On 5/6/18, Trevor <
trevor...@gmail.com> wrote:
> Warren - have you called the Deepmind team a bunch of idiots too?
--no, but I did ask them what A0 had learned/not about TB endgames.
I suggested that would be another way to gauge
how well it had learned chess, and readers wanted to know it.
(No answer. )
> From my perspective.. The “zero” tabula rasa thing is not just some
> philosophical ideal or aesthetic, nor is it a simple curiosity. It’s a
> scientific result in optimization.
>
> A few remarks...
>
> It’s long been known that “perfect” data - noise free, 100% correctly
> labeled, etc - is often *not* the best training data for neural networks.
--Sigh.
Right now, the sole way LC0 learns, is from perfect data
(e.g. checkmate positions).
There is no other source of knowledge besides the rules of chess, which
are perfect data.
Would you suggest adding noise to create fake-rules-of-chess
and try to have LC0 learn from those?
This is all utter bull. You just spew garbage, following the Pattern
of all my respondents so far, in a comical effort to avoid doing the
right thing.
> Neural networks do well with noise and imperfections as it forces
> regularization that improves their filters, and enhances their capacity to
> learn and generalize better. What’s important is that the data is mostly
> right, such that statistics done on the data result in the correct minima -
> not that each example is perfectly labeled. I think this stuff is even more
> pertinent for reinforcement learning due to its dynamical nature (ie moving
> targets, exploration vs exploitation concerns, etc).
--you simply spew mythology. The fact is, the TBs contain far far
more data than
the number of weights in a neural net. So the NN is incapable of
overfitting it. There simply is no concern about this. At all. It is
total bull.
And all the stuff about chess endgames the NN cannot learn, IS noise
and imperfections as
far as it is concerned.
> If you followed the work done on MCTS Go playing programs (back before
> anyone showed effectiveness with neural networks), you’d know that it was
> found a long time ago that a good policy for MCTS rollouts is not
> necessarily a good policy for playing the game. On the contrary, when
> playout policies were optimized to play Go well, performance of the MCTS
> engine suffered.
--irrelevant. I am not suggesting trying to input or in any way force
human ideas of "playing go well."
(Maybe you are, but I do not care.)
> Only a few years ago most experts seemed to agree that current neural
> network architectures were absolutely incapable of playing games like Go and
> Chess as well as traditional engines do. Many many people tried - both
> supervised and tabula rasa. I did too with some games (over 10 years ago, I
> wrote a small neural network library, mostly temporal-difference learning
> approaches).
--I did so too. But unlike you and the "many",
I actually succeeded. Namely, I trained an othello
player from nothing up to human national-champ strength in 1 week on a machine
at about 60 MHz (this about 25 years back). Not neural nets,
it was a table-based eval with several million entries in table to learn
(initially random). Sole source of knowledge was rules of othello and game-end
results.
The main reason those guys all failed, was simple: not enough data.
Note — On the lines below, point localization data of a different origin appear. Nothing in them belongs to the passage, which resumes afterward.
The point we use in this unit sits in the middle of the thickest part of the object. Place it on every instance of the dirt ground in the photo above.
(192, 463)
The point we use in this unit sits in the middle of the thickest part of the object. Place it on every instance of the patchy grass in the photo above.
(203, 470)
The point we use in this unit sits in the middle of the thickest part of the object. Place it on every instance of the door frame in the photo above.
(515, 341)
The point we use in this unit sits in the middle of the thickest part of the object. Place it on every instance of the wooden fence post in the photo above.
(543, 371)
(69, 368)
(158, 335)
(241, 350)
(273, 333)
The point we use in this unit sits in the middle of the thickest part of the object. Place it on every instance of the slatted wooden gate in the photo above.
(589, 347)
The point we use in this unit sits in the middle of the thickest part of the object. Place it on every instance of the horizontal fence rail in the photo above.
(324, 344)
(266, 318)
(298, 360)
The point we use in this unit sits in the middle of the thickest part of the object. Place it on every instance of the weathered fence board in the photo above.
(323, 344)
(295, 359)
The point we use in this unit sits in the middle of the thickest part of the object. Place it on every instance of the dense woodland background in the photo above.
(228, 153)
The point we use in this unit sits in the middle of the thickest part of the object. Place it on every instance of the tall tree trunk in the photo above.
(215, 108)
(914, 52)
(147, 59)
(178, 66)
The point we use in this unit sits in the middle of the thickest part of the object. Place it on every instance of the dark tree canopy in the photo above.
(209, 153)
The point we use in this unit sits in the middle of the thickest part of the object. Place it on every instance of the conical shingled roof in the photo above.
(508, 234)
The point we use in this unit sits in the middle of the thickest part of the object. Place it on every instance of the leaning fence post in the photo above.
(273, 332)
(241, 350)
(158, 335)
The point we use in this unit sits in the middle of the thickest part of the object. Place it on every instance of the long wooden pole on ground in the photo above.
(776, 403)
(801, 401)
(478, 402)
That was the main reason almost all NN research did not get very far
in the early days.
But in my othello case my data rates were tremendous.
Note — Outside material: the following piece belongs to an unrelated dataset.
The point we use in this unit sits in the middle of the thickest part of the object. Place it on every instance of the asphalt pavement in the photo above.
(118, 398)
> One thing I found with my experimentation is that when learning
> policies based on neural networks and shallow search, it is very very easy
> to more or less get stuck in local-minima: portions of the
> game-playing-space that are difficult to get out of because of the trappy
> nature of games.
--at last, you say something sensible.
Unfortunately, you fail to recognize this totally supports me.
In the KNNkp endgame, as i already explained, LC0 is likely to get completely
the wrong idea thru self play without tablebase aid. That is
just one example. That is why tablebases will help tremendously.
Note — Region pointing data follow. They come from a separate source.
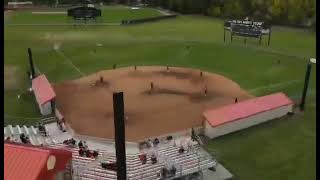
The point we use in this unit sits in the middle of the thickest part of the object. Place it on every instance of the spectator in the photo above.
(80, 144)
(181, 149)
(95, 154)
(81, 152)
(153, 159)
(85, 146)
(143, 158)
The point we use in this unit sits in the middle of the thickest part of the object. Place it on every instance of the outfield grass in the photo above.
(281, 149)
Probably enabling it to learn this endgame even though without it it
would take 1000s of years or more. Thank you for making my point.
> While training Leela on tablebases and perfect minimax search up to some
> depth *might* help the network find global optima, there is very good reason
> to believe it might hurt instead.
--no, there is no reason. You just spew myths.
> I believe Leela’s team of developers is
> wise in staying the course trying to reproduce Alpha Zero’s results.
--no, this is a complete and obvious mistake.
It is very simple. More data, coming faster ==> faster learning.
Nobody in the NN community has ever disputed this. Vast
experience supports it.
Except for the Leela forum trolls - they dispute it, right here, right now.